Oilers followers make Edmonton loud, welcoming metropolis to guests

Landing in oil country during the Oilers’ best playoff run in years has been an eye-opening, “raucous” experience for two international visitors.

This was the year Carl Briggs was finally able to visit his friend, who had begged him for years to take a trip to Canada.

“I rang him this year and said, ‘Look, I’m going to come and see you. Will I get to see hockey at some point?'” the Leicestershire, England, resident recalled.

The last week of May leading into June was the only time Briggs could swing a trip.

“He was like, ‘There’s going to be playoffs. Let’s hope for it. Fingers crossed.'”

Briggs watched – as much as he could during night shifts in the UK – as the Oilers’ cruised through the regular season and first round to face the Calgary Flames.

But the Edmonton team didn’t need seven games to put out the Flames, thanks to star Connor McDavid scoring the game-winning point in overtime on May 26 and killing any need for a Game 6 in Alberta’s capital city where Briggs was about to touch down.

“I kinda knew when Connor McDavid does what Connor McDavid does in overtime, my dream potentially for live hockey was over,” Briggs recalled.

He arrived in the throes of the Western Conference Final.

“I’ve never realized the hype. Bear in mind, the games haven’t been here this week. But we went to the watch party the other day, and I just sat there going, ‘This is insane.’ People are effectively watching a TV in a stadium and it’s raucous,” Briggs laughed, speaking to CTV News Edmonton on Friday, ahead of Edmonton’s third game against Colorado.

“We were in the flat the other day, and I was like, ‘What’s that noise? Something going on out there?’ And he said, ‘Welcome to Oiler country.’ Just people banging the horns non stop on the cars going by the stadium.”

The former rugby player went so far as to call hockey “the pinnacle of sport.”

“It has everything.
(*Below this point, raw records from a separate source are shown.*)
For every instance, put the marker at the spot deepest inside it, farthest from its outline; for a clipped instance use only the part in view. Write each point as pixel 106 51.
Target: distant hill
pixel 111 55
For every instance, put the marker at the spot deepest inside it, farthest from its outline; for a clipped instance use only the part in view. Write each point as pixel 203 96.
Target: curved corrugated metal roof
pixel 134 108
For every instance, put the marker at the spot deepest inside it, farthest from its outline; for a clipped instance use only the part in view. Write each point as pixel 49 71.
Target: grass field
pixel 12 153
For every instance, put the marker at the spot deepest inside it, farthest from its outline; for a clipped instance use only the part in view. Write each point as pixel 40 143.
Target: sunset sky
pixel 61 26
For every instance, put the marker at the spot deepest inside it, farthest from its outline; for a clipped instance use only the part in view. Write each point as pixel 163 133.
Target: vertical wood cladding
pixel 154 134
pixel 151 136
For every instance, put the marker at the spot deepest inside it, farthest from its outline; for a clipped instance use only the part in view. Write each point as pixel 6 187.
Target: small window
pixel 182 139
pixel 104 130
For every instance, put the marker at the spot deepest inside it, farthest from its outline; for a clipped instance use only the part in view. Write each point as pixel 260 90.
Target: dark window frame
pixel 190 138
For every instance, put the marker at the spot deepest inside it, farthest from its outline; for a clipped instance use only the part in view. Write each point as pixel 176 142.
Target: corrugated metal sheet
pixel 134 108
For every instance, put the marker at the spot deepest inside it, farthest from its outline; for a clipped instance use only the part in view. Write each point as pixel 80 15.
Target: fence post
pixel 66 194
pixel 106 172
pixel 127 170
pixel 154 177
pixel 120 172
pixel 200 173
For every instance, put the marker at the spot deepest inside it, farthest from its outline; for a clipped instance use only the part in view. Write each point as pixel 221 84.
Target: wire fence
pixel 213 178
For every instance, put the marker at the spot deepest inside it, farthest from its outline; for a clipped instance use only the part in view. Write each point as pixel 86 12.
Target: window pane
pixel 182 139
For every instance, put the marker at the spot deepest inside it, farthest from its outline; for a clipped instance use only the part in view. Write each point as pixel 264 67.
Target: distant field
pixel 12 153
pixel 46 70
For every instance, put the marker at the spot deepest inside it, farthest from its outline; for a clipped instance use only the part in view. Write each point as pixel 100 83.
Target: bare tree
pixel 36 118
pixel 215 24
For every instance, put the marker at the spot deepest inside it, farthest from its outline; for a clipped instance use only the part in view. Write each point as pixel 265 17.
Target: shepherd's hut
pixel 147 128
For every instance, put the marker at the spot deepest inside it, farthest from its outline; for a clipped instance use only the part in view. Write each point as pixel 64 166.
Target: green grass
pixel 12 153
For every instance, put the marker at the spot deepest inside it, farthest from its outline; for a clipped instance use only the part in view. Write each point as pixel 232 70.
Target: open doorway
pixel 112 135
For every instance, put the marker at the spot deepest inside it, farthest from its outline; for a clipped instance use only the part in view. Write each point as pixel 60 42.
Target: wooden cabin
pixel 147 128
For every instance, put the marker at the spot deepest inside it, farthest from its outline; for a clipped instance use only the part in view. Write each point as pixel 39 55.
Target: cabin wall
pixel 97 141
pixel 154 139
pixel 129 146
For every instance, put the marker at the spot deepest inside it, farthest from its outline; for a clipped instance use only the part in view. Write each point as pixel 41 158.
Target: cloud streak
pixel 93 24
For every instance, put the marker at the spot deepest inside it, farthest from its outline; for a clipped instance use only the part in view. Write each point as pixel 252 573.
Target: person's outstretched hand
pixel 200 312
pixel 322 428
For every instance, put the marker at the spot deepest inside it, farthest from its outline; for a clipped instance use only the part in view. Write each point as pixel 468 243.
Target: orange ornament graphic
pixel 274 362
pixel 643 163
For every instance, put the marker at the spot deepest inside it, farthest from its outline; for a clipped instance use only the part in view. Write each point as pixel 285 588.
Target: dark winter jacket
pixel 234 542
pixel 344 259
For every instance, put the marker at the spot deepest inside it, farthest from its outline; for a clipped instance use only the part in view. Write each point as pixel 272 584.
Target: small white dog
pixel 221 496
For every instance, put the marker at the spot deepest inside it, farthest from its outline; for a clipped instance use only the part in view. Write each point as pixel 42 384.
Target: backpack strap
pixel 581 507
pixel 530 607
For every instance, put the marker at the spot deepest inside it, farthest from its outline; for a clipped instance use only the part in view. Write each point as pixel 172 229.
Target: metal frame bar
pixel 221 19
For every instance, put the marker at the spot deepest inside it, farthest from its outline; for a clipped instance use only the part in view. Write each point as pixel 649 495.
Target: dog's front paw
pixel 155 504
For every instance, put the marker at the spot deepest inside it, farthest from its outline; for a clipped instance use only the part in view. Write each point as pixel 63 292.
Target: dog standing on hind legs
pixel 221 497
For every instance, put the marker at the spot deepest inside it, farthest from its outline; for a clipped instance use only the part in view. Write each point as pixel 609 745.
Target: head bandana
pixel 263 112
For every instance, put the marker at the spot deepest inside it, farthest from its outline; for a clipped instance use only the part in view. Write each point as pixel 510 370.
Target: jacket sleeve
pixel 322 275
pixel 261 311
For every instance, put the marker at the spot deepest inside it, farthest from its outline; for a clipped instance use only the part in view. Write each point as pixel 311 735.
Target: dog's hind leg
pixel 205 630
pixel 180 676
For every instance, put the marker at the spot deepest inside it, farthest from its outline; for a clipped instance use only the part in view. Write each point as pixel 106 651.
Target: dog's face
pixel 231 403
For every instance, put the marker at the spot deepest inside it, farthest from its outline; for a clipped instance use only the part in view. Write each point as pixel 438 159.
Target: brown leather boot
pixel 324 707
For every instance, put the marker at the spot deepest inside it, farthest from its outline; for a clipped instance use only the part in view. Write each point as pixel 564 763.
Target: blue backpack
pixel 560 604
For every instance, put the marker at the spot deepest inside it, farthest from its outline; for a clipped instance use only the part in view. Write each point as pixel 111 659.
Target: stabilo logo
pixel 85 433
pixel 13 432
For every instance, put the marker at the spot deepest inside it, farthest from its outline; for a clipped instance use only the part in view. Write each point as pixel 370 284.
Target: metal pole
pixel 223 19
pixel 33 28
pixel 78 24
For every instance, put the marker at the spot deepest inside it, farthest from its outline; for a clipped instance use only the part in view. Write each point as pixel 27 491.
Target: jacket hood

It has the razzmatazz of the noise, the glamour, the hits, the scale of these guys, as well, and the pace.”

FANS, CITY VERY WELCOME

His awe is not unlike Jonathan Whitelaw’s. The Scot and his family are living in Edmonton for the summer before moving to northern Alberta where his wife will work as a doctor.

Fans of North American sports naturally, the couple “totally immersed” themselves in Oilers culture, and prepared for the move by watching All or Nothing: Toronto Maple Leafs, which their favorite player Zach Hyman was featured in.

“I know that’s terrible to say wearing an Oilers jersey, but … he featured very very prominently in that. So when we learned that he’d been picked up in the off season, we followed his progress. And he’s had a great playoff run , as well,” Whitelaw told CTV.

Jonathan Whitelaw and his family are living in Edmonton for the summer before moving to northern Alberta, and landed in the city in the middle of NHL playoffs.

“It felt almost like he followed us to Edmonton. Maybe, we followed him, actually.”

It’s not the only coincidence that has made the journalist and author feel more connected to the city; the cover of his last book, published in April, was orange and blue.

“It was written in the stars, I think,” he smiled.

Both he and the Englishman only spoke favorably of the fevered fans in Alberta’s capital city.

“We’ve been made to feel so welcome. Not just by Oilers fans, right enough, but by the whole city. The whole city’s made us feel really really welcome. I was retweeted by the mayor the other day, which, again, I don’t think that’s ever happened to me,” Whitelaw said.

So caught up in the excitement of finals, and so close to seeing a live game, Briggs even decided at the last minute to stay for Game 3 in Edmonton against Colorado.

“I haven’t told my wife yet,” he said Friday, smirking.

“I’m hoping she’ll be OK. I might have to stay a bit longer if not.”